I took that Blog 365 button off of my blogroll. Who was I kidding? When it comes right down to it, I blog when I have a minute, when I feel inspired, when I want to, which seems to just fly right in the face of a blogging regiment that requires, nay, demands daily compliance. I read and write something everyday, but that something may not be a blog post and I need to make my peace with that.
But enough angst about my lack of writing. What's going on with my knitting?
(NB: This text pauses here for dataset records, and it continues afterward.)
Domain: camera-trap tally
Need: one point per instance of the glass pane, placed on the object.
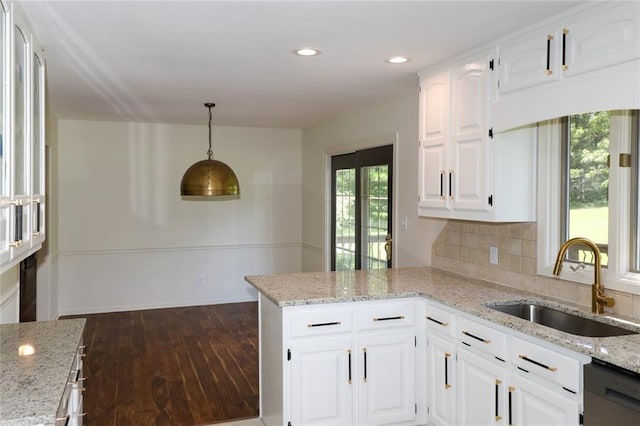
(345, 219)
(37, 128)
(20, 151)
(375, 216)
(589, 184)
(3, 149)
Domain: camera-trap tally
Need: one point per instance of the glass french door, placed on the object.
(361, 201)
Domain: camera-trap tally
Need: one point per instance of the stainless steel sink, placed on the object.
(562, 321)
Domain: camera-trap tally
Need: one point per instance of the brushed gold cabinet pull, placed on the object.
(480, 339)
(323, 324)
(498, 417)
(446, 370)
(388, 318)
(539, 364)
(548, 70)
(444, 324)
(349, 360)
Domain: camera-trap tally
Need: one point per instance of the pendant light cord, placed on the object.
(210, 152)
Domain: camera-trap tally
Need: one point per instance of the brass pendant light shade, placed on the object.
(209, 178)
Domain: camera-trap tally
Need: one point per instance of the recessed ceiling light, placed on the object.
(307, 51)
(398, 60)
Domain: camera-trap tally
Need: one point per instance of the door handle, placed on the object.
(387, 246)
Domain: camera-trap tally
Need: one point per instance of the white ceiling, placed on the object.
(159, 61)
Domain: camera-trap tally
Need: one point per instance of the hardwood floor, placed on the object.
(179, 366)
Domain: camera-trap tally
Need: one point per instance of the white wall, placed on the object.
(364, 128)
(126, 239)
(10, 296)
(47, 272)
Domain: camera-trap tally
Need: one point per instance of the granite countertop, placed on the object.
(466, 294)
(31, 386)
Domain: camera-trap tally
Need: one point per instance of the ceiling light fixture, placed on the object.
(398, 60)
(307, 51)
(209, 178)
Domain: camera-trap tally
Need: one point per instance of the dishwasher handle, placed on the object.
(613, 383)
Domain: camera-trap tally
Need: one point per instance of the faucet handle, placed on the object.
(604, 300)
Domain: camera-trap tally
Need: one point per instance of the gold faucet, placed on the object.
(598, 299)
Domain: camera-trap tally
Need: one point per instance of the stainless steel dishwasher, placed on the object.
(611, 395)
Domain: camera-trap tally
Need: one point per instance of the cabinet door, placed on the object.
(469, 138)
(528, 60)
(535, 405)
(321, 385)
(433, 153)
(387, 378)
(602, 37)
(482, 393)
(441, 379)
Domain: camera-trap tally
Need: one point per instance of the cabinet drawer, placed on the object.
(482, 337)
(440, 321)
(386, 315)
(546, 363)
(320, 322)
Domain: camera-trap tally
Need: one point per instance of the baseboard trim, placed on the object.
(62, 253)
(145, 307)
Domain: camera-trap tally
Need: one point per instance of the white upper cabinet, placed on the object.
(466, 171)
(602, 38)
(586, 60)
(527, 61)
(453, 139)
(22, 158)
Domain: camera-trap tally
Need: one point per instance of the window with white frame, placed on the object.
(588, 178)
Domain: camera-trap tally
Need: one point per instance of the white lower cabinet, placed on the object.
(491, 375)
(343, 364)
(482, 395)
(535, 404)
(321, 387)
(441, 383)
(387, 388)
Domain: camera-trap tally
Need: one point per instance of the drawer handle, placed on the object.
(480, 339)
(539, 364)
(565, 67)
(323, 324)
(548, 70)
(388, 318)
(498, 417)
(349, 359)
(511, 391)
(364, 351)
(65, 419)
(446, 370)
(444, 324)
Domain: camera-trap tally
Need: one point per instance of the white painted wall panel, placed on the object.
(125, 238)
(143, 279)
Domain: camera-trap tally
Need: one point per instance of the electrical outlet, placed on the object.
(200, 280)
(493, 255)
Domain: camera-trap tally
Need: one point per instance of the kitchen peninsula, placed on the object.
(369, 327)
(40, 372)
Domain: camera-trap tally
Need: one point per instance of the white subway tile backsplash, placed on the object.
(463, 247)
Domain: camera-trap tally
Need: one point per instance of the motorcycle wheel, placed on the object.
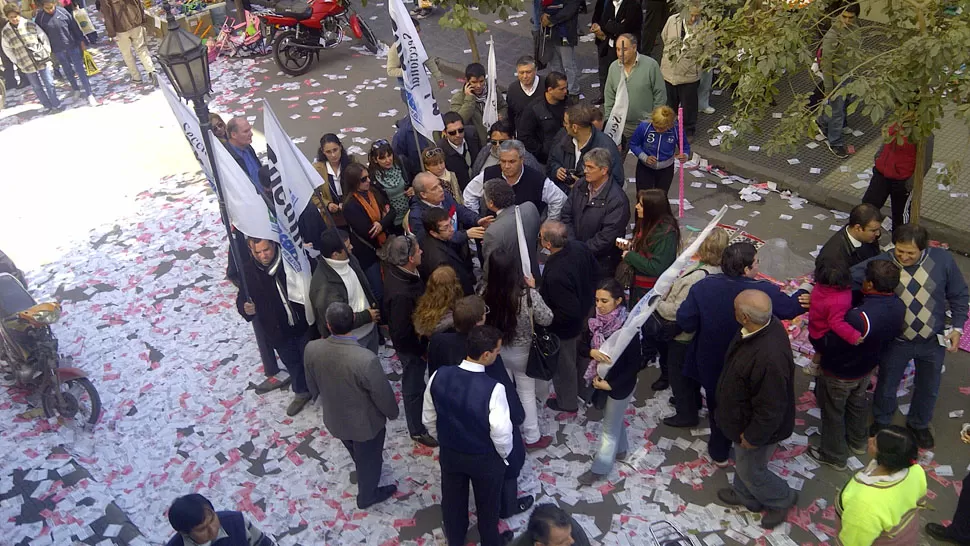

Truthfully, not a whole lot. I'm looking at my knitting basket right now. It contains my Silkroad Aran Tweed (that's a mouthful) vest, which I'm trying to make a cardigan with the knitting of sleeves (limited amount of yarn--this will be a nail-biter). One layer below is a pair of socks--2 socks, knit at the same time, on the same needle--in Louet Gems. Final layer? A couple of skeins of Galway that were supposed to have been long ago transformed into the fronts of a jacket I'm planning in linen stitch. I have about 4" of the left front.
And then there's the other basket, the long, shallow one that lives under the coffee table. It's full of projects in little ziploc baggies and I don't even want to look in it to see what's actually in there. Flanking that basket are two smaller baskets (part of a set) which hold spinning supplies. SPINNING supplies because I have (thank you sweetheart!) a beautiful new (to me) Lendrum wheel (remember, I showed it to you a while back?) and I really want to do some spinning too.
And my stash. Well, Steve was a sweetheart (as always--I don't deserve him) and photographed the stash I've marked for deletion. I need to price it all and tell the world. It needs to be gone from my home in short order because I just don't want to move it.
Last night I was in a chat room as a participant in an online conference. The keynote was an anthropologist* who had noted (among other interesting things) that the community he had observed underwent a transformation when the technology of writing (we don't really think about paper and pen as technology, but they are). The need for an accurate census listing necessitated the need for actual, discrete names where relationships had named villagers before. And their living spaces were transformed from scattered huts into neat rows.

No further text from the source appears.